REVIEW: LIFE AS WE KNOW IT is a film I dreaded seeing, mainly due to the fact that I absolutely loathe Katherine Heigl. Now, this isn’t due to her “image problem” or the fact that she may or may not be a nice person (frankly, I don’t care- I imagine Hollywood is full of all kinds). The reason I dislike Heigl is that she makes bad movies, and is not appealing on screen. She comes of as shrill, entitled, and a real stick in the mud. While she supposedly was quite good on GRAY’S ANATOMY (I wouldn’t know, having never watched a single episode), on the big screen she’s been a disaster thus far. I liked her a lot in KNOCKED UP, but I’ll attribute that one to a top-notch script, and good directing on the part of Judd Apatow. Since then, her work reads less like a filmography, and more like a rap sheet of cinematic atrocities. 27 DRESSES, THE UGLY TRUTH, KILLERS, and now LIFE AS WE KNOW IT? Yikes.
The thing is, bad as they are, Heigl’s movies make money. Chalk it up to bad taste of behalf of the movie going public, but for some reason, Heigl puts asses in seats. Or, at least she did, as the recent performance of KILLERS offers the hope that perhaps people are getting tired of her.
All this to say that I went into LIFE AS WE KNOW IT horribly biased, which I know is not something I should admit in a review. However, I like to think that should the rivers run red, dogs start meowing and cats start barking while Uwe Boll picks up a best director Oscar; if Heigl were to make a good film, I’d give it a good review.
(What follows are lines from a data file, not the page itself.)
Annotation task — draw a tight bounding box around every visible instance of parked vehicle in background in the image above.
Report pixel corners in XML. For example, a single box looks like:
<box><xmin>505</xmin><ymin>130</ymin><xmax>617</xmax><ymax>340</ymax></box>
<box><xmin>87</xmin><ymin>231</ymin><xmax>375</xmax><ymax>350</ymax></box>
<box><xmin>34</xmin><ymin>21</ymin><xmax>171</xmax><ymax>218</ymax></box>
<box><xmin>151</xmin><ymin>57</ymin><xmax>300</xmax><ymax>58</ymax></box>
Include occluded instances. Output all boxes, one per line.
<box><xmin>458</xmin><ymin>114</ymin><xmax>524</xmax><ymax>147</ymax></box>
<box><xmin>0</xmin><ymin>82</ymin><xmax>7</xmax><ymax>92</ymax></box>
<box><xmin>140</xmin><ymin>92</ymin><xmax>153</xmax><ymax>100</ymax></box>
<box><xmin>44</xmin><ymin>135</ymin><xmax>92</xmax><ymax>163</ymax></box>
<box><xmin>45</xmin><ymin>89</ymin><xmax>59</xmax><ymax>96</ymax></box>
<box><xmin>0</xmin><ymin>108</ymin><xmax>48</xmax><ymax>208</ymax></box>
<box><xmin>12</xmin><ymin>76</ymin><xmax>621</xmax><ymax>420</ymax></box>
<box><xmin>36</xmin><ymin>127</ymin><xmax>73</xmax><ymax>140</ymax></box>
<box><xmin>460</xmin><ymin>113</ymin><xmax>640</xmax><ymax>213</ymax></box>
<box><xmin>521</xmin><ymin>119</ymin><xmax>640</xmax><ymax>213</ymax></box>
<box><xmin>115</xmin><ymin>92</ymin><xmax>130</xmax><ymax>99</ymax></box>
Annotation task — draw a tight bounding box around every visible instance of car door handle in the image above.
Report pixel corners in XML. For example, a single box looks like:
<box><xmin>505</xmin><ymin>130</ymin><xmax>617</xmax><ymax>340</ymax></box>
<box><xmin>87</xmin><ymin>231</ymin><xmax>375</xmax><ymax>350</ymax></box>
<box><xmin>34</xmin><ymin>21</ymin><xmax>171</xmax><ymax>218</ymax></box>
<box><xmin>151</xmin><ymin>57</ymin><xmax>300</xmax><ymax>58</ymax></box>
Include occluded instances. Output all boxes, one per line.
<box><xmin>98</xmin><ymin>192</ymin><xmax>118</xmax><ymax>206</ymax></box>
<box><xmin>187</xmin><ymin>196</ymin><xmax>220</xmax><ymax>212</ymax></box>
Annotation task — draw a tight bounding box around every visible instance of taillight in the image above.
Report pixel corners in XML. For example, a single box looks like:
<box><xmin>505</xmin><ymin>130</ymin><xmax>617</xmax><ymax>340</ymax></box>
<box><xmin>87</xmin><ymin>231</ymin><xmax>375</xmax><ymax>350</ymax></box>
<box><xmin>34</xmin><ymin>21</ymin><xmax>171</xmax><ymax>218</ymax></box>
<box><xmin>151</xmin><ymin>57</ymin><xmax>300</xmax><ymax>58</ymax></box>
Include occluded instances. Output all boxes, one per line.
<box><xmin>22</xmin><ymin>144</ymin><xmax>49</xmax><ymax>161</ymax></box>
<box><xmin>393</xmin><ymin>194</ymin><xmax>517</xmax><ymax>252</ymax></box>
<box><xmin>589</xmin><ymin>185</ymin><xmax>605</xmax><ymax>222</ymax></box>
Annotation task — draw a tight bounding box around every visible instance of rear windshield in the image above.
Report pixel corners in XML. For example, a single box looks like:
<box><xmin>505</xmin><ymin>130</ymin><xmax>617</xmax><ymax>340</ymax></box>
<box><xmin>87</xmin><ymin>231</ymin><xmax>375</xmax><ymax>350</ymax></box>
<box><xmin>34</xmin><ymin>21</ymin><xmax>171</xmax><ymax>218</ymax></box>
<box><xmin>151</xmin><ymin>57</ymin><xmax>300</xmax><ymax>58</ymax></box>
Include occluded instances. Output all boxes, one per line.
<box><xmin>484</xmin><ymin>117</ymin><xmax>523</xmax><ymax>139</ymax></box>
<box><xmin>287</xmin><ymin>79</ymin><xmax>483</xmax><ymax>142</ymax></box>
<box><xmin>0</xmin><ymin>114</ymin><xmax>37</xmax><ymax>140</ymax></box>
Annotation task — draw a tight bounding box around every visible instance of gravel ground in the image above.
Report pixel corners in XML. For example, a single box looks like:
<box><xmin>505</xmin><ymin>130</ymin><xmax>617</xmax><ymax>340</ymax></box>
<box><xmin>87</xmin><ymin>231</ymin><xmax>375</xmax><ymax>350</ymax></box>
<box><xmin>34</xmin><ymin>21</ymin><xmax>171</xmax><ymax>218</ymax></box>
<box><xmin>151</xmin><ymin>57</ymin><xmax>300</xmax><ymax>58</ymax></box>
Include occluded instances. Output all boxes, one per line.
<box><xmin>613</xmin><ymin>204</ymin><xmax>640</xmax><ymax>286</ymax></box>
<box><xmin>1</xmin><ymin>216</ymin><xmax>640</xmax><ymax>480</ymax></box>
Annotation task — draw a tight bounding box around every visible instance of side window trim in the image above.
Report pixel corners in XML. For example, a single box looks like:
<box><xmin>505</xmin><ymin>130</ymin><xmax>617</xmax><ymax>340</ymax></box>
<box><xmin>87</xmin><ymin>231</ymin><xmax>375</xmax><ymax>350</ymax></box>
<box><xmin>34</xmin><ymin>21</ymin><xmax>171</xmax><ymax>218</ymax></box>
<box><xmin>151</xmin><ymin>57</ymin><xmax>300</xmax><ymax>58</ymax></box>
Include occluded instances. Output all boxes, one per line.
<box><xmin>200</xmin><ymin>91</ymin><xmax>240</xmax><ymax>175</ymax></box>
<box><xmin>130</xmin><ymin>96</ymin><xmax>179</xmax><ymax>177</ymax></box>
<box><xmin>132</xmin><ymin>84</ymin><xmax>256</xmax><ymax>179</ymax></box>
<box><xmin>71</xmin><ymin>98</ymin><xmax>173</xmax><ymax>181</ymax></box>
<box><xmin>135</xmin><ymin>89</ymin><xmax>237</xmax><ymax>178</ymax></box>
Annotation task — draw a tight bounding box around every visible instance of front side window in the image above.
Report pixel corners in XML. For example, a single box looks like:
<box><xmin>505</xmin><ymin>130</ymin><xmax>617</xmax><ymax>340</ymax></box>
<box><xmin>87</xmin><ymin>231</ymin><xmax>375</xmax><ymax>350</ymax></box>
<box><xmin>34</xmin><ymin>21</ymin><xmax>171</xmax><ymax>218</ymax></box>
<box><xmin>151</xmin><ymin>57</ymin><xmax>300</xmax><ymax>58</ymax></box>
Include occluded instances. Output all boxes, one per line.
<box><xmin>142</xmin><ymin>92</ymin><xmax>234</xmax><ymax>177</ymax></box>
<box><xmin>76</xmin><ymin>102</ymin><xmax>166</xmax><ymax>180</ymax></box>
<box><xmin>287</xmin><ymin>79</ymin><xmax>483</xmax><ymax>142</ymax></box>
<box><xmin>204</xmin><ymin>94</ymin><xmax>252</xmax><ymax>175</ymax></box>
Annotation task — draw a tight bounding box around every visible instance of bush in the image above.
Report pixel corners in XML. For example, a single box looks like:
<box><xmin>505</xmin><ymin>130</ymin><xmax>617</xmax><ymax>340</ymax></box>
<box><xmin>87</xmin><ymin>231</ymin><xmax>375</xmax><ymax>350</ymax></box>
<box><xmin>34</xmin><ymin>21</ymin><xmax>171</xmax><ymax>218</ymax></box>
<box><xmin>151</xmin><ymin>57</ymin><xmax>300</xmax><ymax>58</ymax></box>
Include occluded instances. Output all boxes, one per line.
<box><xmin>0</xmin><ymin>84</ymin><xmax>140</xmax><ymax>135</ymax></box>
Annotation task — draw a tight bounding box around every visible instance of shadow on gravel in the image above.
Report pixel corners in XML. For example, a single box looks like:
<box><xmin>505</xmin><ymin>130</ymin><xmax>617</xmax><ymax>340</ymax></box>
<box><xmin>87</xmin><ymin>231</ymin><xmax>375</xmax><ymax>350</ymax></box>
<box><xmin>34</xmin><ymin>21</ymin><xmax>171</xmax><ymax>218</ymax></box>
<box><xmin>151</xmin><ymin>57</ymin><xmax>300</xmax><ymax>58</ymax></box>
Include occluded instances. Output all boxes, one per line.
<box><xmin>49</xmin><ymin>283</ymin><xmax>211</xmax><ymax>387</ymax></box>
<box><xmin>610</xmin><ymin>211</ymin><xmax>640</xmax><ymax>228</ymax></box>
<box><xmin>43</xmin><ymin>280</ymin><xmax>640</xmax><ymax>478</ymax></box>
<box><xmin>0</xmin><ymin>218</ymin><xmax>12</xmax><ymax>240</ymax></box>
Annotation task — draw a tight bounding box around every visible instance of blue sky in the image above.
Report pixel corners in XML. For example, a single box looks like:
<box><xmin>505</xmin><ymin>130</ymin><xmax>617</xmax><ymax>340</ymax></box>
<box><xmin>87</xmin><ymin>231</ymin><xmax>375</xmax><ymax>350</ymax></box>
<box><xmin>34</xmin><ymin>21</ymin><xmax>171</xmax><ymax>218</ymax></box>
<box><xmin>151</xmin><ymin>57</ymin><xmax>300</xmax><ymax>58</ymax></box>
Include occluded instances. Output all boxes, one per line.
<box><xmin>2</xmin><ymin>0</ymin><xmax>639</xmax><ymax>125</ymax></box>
Needless to say, LIFE AS WE KNOW IT is not a good film by any stretch of the imagination.
It’s just as cookie cutter and generic as the ads make it look. If by watching the trailers you haven’t guessed Heigl and partner in blandness Josh Duhamel will end up together by the time the end credits roll, you haven’t seen many movies. LIFE AS WE KNOW IT is about as unpredictable and dramatic as an episode of FULL HOUSE (well, that’s not really fair, as that episode where Uncle Jesse thought he found DJ drinking hit me pretty hard as a kid).
I truly loathed just about every second of LIFE AS WE KNOW IT. The only point in the film I chuckled was when Duhamel and Heigl get high and watch THE WIGGLES (been there, done that), and I gotta say- the kid was cute. However, a cute baby cannot save a film. As for my fellow MAD MEN fanatics who might be drawn to the multiplex by the promise of Christina Hendricks, I’m sorry to say she’s utterly wasted; with her character biting the dust ten minutes in (she plays the baby’s dead mother).
The only way anyone could possibly enjoy LIFE AS WE KNOW IT is if they have impossibly low-standards, or are addicted to rom-coms. If you thought THE UGLY TRUTH was a stitch, and GHOSTS OF GIRLFRIENDS’ PAST was robbed at the Oscars, than LIFE AS WE KNOW IT is for you. If you happen to be, ya know, sane- then you should avoid this like the plague. Even by the impossibly low “chick flick” standard (and I don’t mean this to come off as sexist, as there’s nothing wrong with a good chick flick like BRIDGET JONES’ DIARY, or LOVE, ACTUALLY), LIFE AS WE KNOW IT is pretty bad. Compared to this, EAT, PRAY, LOVE is like THE HURT LOCKER, and hopefully, John & Jane Q. Public will agree with me and not reward this with their hard-earned cash this weekend. Only then with this vicious cycle of crap come to an end.